La figure de la résistance

C’est à peu près seul que Don Saganash a commencé son combat. « Mon territoire est en plein dans les secteurs prévus de coupes forestières. Je ne demande pas grand-chose, je veux juste préserver le dernier 10 % de territoire vierge qu’il nous reste » explique Don Saganash. « Ma terre n’est pas à vendre. Tout ce qu’on veut, c’est garder notre territoire à l’état naturel et pouvoir ainsi protéger la forêt boréale et le caribou forestier » ajoute-t-il.
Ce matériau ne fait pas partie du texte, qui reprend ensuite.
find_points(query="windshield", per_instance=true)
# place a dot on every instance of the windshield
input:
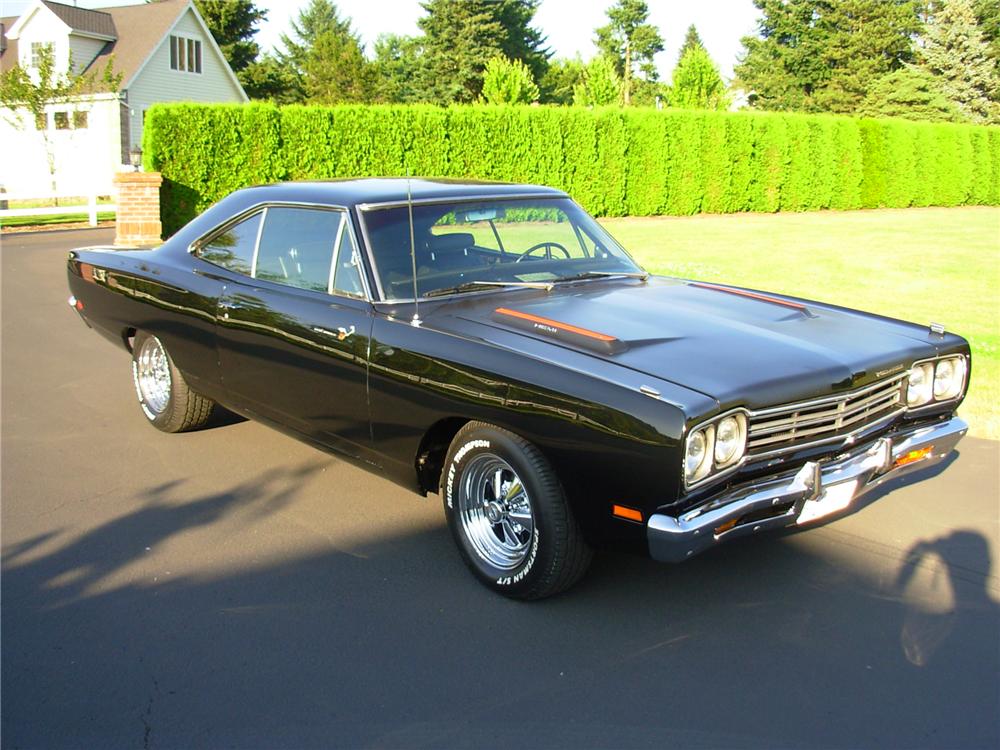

Greenpeace aura été un allié de la première heure pour Don Saganash. En 2010, Don et Greenpeace ont bloqué symboliquement un chemin forestier s’approchant de la rivière Broadback. Depuis, ils maintiennent la pression pour sa protection. Cet été, ils ont déployé ensemble une bannière géante en pleine forêt boréale. « Au départ, mes amis étaient sceptiques envers Greenpeace. Après tout, nous sommes des trappeurs. Nous vendons de la fourrure. On sait que les gens de Greenpeace n’aiment pas trop ça. Mais on a su passer par dessus nos divergences. » explique Don Saganash en riant.
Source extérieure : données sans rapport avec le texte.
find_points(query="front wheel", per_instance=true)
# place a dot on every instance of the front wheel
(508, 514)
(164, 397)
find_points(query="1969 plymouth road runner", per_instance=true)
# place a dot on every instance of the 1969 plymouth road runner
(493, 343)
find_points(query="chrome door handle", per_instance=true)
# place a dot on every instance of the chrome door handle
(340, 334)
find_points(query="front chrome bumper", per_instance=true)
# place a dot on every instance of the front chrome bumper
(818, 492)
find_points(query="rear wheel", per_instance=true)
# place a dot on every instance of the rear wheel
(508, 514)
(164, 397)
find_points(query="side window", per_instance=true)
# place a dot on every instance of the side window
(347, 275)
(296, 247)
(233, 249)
Une banderole vue du ciel pour la préservation de la rivière Broadback
Émile Duchesne

Après avoir convaincu les trappeurs et la communauté de Waswanipi, Don a a également réussi à entraîner deux autres communautés de se joindre à lui dans le combat pour la préservation de la Broadback. En 2013, c’est le Grand Conseil des Cris, et donc toute la nation, qui s’est finalement rangée du côté de Don Saganash. Avec l’entente Baril-Moses signée en juillet dernier, le gouvernement du Québec concède aux Cris une parcelle de terrain protégé, même si ce dernier est loin de refléter les revendications des Cris. La très grande majorité de l’aire protégée prévue par le gouvernement de Philippe Couillard se retrouve au nord de la limite d’attribution forestière.

Le territoire de Don Saganash n’est donc toujours pas à l’abri des coupes forestières. Le trappeur poursuit ainsi son combat. Les appuis se multiplient autour de sa cause et il a bon espoir de rallier toutes les communautés autochtones du Québec et du Canada à son projet de préserver la vallée de la rivière Broadback.